ALEC Action, the 501c4 sister organization of the American Legislative Exchange Council (ALEC), supports maximizing parental empowerment through education freedom. Parents and students benefit when given the option to select a public school, private school, charter school, home school, or virtual school that best fits their unique needs and learning styles.

Florida’s Family Empowerment Scholarship for Educational Options (FES-EO) program, which was expanded last year by the legislature to include all students in the state (HB 1, 2023), is a leading model in education freedom. Thanks to this expansion, Florida now operates the largest program in the country with nearly 3,250,000 students eligible to participate across the state. This was just one of the reasons that Florida earned the #1 ranking among the states in ALEC’s 2023 Index of State Education Freedom.

ALEC Action fully supports the legislature’s universal expansion of the FES-EO program. However, we wish to bring attention to the unintentional exclusion of nonpublic virtual schools as eligible “private schools” within the meaning of the law. The current definitions of a “private school” contained in §1002.01(2) and “eligible private school” in §1002.395(2)(i) do not make it clear that nonpublic virtual schools are able to participate.

In addition, §1002.421(1)(i) appears to unintentionally disqualify virtual education providers by requiring that participating private schools “maintain a physical location in the state at which each student has regular and direct contact with teachers.” Virtual schools, by their very nature, are unable to meet this requirement. As a result, Florida students are unable to access the FES-EO program for use in a nonpublic virtual education setting.

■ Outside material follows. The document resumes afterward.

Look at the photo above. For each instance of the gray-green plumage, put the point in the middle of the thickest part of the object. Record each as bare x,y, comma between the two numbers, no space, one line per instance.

A number of other states, including West Virginia, Arizona, Iowa, Arkansas, Utah, and Indiana, allow for virtual education within the context of their universal education freedom programs. ALEC’s model policy on education freedom accounts, titled The Hope Scholarship Act, also permits the participation of nonpublic virtual schools and explicitly states that no school is required “to alter its creed, practices, admission policy, hiring policy or curriculum in order to accept [students using the program].”

Virtual learning is a key component of education freedom alongside other options like charter schools, home schools, micro schools, and more. Families benefit when they have access to all forms of learning when selecting the best one for their student. We applaud Florida’s continued leadership as a national model for education freedom as lawmakers look for ways to expand access even further.